La sentencia dictada por el Tribunal de Justicia el 16 de mayo de 1991, Extramet Industrie/Consejo (C-358/89, Rec. p. I-2501), muestra que circunstancias muy particulares pueden justificar que también se admitan recursos interpuestos por importadores que no cumplen los criterios mencionados. En esta sentencia, el Tribunal de Justicia señaló que existía un conjunto de elementos constitutivos de tal situación particular que la caracteriza, con respecto a la medida de que se trata, frente a cualquier otro operador económico . Se trataba de que Extramet Industrie era, con mucho, el importador más importante del producto de que se trataba y también era su usuario final.
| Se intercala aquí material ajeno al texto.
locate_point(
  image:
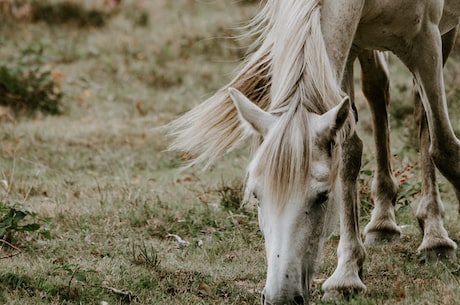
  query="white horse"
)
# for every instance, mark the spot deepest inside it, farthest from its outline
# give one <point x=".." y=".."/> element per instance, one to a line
<point x="306" y="155"/>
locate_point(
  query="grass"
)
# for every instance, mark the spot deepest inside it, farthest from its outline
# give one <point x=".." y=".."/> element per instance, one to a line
<point x="126" y="225"/>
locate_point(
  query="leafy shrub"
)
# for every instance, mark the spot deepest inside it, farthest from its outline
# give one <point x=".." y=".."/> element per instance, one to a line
<point x="12" y="220"/>
<point x="28" y="85"/>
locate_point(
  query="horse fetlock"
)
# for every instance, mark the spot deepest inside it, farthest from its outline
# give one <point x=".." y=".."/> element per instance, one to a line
<point x="382" y="229"/>
<point x="437" y="247"/>
<point x="382" y="236"/>
<point x="353" y="287"/>
<point x="446" y="254"/>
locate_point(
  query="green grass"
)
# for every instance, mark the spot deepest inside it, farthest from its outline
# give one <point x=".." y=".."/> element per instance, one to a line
<point x="118" y="203"/>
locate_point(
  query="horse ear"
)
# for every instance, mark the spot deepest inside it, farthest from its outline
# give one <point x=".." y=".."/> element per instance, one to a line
<point x="337" y="116"/>
<point x="258" y="119"/>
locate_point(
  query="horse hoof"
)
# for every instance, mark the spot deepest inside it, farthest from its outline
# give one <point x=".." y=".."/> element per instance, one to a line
<point x="377" y="237"/>
<point x="338" y="296"/>
<point x="447" y="254"/>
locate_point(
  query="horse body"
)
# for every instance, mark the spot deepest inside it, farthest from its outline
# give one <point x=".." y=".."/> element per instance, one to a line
<point x="307" y="158"/>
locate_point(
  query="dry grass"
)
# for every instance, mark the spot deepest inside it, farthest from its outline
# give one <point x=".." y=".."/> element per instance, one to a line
<point x="120" y="207"/>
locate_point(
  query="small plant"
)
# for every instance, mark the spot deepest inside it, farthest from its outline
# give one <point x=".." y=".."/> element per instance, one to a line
<point x="13" y="220"/>
<point x="146" y="257"/>
<point x="74" y="272"/>
<point x="231" y="196"/>
<point x="29" y="85"/>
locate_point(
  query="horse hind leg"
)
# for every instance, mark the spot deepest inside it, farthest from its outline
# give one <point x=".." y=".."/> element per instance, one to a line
<point x="375" y="85"/>
<point x="436" y="243"/>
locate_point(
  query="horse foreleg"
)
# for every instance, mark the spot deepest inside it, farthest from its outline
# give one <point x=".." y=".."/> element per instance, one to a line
<point x="425" y="62"/>
<point x="350" y="251"/>
<point x="375" y="85"/>
<point x="430" y="212"/>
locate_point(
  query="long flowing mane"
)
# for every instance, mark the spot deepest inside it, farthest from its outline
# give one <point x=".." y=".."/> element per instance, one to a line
<point x="289" y="71"/>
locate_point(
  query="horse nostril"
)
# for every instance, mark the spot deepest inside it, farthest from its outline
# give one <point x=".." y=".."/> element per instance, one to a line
<point x="298" y="300"/>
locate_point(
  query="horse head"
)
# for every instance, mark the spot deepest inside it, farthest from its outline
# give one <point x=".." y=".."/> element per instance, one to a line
<point x="293" y="175"/>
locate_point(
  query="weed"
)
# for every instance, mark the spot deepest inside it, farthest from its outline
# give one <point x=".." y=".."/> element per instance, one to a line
<point x="12" y="218"/>
<point x="231" y="196"/>
<point x="29" y="84"/>
<point x="145" y="257"/>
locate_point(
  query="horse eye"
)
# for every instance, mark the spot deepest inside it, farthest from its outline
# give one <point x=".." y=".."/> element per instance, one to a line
<point x="322" y="197"/>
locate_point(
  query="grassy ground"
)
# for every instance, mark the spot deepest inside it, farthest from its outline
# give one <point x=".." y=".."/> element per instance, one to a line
<point x="127" y="226"/>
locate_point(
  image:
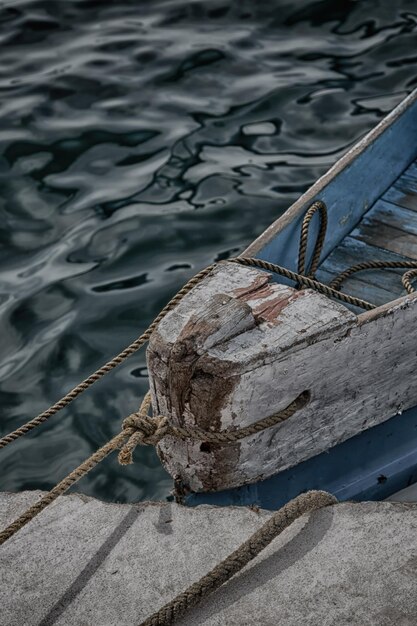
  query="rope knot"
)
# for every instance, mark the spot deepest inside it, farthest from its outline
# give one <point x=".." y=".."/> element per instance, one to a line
<point x="142" y="430"/>
<point x="149" y="429"/>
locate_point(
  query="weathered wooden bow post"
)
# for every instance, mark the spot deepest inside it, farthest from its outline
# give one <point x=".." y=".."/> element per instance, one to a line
<point x="241" y="347"/>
El número de productores de dicho producto era limitado. El único productor comunitario de dicho producto era también el principal competidor de Extramet Industrie en el mercado del producto transformado y Extramet Industrie había experimentado dificultades para que éste le suministrara el producto. Debido a estas circunstancias particulares, el Tribunal de Justicia entendió que las actividades de Extramet Industrie quedaban afectadas seriamente por el Reglamento en litigio y acordó la admisión del recurso por este motivo.
(34) - 72/74, Rec. p. 401.
(35) - Antes citada.
(36) - C-152/88, Rec. p. I-2477.
(37) - Antes citada.
(38) - Véase la sentencia dictada el 2 de julio de 1974, Holtz & Willemsen/Consejo (153/73, Rec. p. 675), en la que el Tribunal de Justicia declaró:
que sería contraria tanto a la autonomía de este recurso como a la eficacia del sistema general de recursos establecida por el Tratado, considerar como causa de inadmisión el hecho de que, en determinadas circunstancias, el ejercicio del recurso de indemnización podría dar lugar a un resultado semejante al del recurso por omisión establecido por el artículo 175;
que la acción de indemnización se distingue del recurso por omisión en que no tiende a la adopción de una medida determinada, sino a la reparación de un perjuicio causado por una Institución en el ejercicio de sus funciones (apartado 4; traducción provisional).
(39) - Véase la nota 11.
(40) - Véase, a este respecto, la sentencia dictada por el Tribunal de Justicia el 10 de junio de 1982, Lord Bethell/Comisión (246/81, Rec. p. 2277), apartado 16.